University of Wisconsin-Milwaukee professor Margaret Frasier is studying
this extinction avidly, looking for possible details to further our
understandings of what might have caused this landmark event.
Her recent conclusions, published in an Elsevier journal [1]
[2] (PDF)
and detailed in a recent
press release titled "When Bivalves Ruled the World," describe an
Earth with run-away carbon dioxide levels. She concludes that the
Permian-Triassic mass-extinction was caused by toxic, oxygen-less oceans created by too much
atmospheric carbon dioxide (CO2).
The Permian-Triassic extinction event wiped out nearly 70 percent of species on land and 95 percent of
sea species.
“Estimates of the CO2 in the atmosphere then were between six and 10 times
greater than they are today,” Frasier states. The largest continuous
volcanic eruption on Earth – known as the “Siberian Traps” – had been pumping
out CO2 for about a million years prior to the Permian-Triassic mass
extinction.
Her hypothesis is that high CO2 levels at the close of the Permian Period
caused global warming, greatly increasing global temperatures. With no
cold water at the poles, ocean circulation slowed, and the oceans were unable
to mix with the little oxygen left in the air.

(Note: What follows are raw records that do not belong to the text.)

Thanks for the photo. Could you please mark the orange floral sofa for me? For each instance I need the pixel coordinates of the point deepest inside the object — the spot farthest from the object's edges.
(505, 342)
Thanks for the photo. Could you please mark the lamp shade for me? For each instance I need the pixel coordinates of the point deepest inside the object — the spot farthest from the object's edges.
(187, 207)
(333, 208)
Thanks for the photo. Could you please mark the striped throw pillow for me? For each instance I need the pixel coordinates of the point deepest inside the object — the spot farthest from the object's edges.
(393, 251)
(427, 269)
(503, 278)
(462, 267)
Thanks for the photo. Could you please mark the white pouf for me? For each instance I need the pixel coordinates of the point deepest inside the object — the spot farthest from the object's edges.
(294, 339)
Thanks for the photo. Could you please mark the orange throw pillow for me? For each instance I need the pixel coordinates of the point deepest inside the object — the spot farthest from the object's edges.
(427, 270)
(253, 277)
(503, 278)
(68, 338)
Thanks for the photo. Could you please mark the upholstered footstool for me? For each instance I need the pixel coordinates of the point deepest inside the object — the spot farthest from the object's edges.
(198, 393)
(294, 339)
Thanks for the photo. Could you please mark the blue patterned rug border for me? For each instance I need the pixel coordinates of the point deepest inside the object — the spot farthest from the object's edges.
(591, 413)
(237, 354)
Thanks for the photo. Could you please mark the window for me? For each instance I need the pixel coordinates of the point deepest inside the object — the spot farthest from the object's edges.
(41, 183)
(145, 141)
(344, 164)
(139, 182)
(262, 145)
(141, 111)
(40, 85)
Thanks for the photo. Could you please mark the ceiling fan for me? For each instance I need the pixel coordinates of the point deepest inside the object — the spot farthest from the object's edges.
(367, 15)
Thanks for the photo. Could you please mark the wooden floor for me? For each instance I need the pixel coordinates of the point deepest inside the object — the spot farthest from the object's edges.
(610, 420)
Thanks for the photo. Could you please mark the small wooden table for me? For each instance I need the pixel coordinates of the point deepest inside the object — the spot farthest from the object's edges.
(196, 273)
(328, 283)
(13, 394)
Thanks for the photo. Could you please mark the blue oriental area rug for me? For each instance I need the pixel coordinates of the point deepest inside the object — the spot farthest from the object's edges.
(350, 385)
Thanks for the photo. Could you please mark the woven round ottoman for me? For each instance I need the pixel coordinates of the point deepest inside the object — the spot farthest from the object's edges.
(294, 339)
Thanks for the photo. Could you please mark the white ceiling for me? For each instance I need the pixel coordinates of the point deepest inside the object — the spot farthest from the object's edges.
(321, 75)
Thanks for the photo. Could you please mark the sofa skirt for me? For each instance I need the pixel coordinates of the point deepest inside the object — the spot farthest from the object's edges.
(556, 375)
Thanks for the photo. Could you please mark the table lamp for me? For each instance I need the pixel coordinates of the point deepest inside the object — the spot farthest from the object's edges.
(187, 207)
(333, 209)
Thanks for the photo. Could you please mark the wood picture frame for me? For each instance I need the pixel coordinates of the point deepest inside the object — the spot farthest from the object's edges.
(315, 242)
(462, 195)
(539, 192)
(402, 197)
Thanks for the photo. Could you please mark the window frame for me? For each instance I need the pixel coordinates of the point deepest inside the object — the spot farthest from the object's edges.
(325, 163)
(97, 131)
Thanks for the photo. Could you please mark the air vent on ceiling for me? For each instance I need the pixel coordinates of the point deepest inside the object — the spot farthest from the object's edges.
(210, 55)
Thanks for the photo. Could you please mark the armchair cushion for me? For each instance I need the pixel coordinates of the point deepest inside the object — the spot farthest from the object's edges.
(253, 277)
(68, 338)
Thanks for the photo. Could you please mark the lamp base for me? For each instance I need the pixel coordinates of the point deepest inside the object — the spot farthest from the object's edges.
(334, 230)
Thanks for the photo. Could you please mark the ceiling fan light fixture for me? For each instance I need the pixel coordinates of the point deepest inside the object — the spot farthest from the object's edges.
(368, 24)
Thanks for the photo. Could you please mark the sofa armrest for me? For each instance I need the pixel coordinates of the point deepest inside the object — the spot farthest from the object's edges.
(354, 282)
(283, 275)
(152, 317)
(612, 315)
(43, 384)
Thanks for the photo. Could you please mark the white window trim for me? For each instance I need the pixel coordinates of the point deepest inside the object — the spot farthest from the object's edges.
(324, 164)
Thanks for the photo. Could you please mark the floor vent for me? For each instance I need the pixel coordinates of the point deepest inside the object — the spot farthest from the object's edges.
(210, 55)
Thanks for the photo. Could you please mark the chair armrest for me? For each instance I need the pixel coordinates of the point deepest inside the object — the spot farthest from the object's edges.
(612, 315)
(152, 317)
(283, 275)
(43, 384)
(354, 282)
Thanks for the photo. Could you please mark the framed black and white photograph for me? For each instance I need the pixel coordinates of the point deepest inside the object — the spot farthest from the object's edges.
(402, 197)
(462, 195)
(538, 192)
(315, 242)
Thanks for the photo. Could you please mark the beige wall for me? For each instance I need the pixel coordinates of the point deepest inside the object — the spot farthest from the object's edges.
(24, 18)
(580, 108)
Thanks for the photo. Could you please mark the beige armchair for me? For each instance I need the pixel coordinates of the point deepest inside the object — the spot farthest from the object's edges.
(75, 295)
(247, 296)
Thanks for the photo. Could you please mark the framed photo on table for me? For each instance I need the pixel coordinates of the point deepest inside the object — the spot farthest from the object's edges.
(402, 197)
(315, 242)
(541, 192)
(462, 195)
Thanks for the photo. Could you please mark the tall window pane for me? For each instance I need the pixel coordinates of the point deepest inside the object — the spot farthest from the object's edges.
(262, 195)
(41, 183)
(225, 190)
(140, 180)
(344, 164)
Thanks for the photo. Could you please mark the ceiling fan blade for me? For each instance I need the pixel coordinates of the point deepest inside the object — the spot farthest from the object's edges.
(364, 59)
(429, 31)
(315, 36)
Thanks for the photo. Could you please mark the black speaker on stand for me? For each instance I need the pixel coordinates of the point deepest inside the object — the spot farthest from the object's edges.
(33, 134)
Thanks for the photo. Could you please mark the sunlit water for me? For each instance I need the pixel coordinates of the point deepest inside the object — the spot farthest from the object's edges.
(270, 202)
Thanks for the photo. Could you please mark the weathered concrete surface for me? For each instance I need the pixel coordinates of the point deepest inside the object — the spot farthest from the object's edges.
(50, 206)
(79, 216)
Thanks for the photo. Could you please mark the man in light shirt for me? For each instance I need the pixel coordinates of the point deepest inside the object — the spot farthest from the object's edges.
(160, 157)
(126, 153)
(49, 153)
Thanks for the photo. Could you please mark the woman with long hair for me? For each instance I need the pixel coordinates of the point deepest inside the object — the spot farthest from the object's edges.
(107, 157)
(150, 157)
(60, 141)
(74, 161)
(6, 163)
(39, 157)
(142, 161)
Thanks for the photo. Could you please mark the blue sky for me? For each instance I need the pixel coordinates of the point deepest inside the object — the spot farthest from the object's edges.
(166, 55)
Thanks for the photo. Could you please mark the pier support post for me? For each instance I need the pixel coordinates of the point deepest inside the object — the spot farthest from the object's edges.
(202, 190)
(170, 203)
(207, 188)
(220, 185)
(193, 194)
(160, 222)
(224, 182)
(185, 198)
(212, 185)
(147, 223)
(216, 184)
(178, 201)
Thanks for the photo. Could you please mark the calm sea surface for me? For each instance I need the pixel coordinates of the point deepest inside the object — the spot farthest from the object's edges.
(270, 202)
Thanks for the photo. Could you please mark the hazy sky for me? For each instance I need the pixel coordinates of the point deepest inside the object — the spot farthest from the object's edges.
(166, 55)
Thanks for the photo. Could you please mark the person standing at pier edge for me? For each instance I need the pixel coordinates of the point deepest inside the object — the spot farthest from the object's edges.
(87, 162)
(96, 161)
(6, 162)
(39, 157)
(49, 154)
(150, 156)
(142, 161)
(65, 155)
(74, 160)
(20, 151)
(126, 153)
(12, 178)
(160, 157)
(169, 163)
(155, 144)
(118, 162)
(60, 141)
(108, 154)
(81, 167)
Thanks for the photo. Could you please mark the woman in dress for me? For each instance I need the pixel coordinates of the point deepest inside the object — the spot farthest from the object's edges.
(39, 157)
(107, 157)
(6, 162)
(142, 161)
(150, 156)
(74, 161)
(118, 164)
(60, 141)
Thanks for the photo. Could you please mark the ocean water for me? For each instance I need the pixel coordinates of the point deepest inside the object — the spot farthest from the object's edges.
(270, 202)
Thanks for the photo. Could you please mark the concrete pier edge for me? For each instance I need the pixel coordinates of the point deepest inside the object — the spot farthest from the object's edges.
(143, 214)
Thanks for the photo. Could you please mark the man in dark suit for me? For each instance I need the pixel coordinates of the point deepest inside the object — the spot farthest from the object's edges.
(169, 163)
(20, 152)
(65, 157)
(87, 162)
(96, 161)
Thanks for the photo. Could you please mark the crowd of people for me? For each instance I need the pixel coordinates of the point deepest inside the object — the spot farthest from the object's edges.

She cites a variety of evidence of high CO2 and low ocean oxygen levels in this
fossil record. One piece of evidence is darkened rock from underwater
fossil strata of the time. Darkening in ocean rock of this nature
indicates a low amount of oxygen at the time of formation.
Frasier also collected evidence to support her theory in the form of
bivalve fossils. The only survivors of the extinction were bivalve mollusks
and gastropods -- snails. Only shallow water, tiny, small-shelled
varieties with high metabolisms and a flat shape, which allowed them to spread
out while feeding to extract more oxygen, survived. Deeper water
varieties, where there was less oxygen, and larger shelled varieties, which
needed more oxygen, became extinct, disappearing from the fossil record.
A final piece of evidence cited is the disappearance of the coral reefs.
Coral reefs die if their environment lacks sufficient oxygen.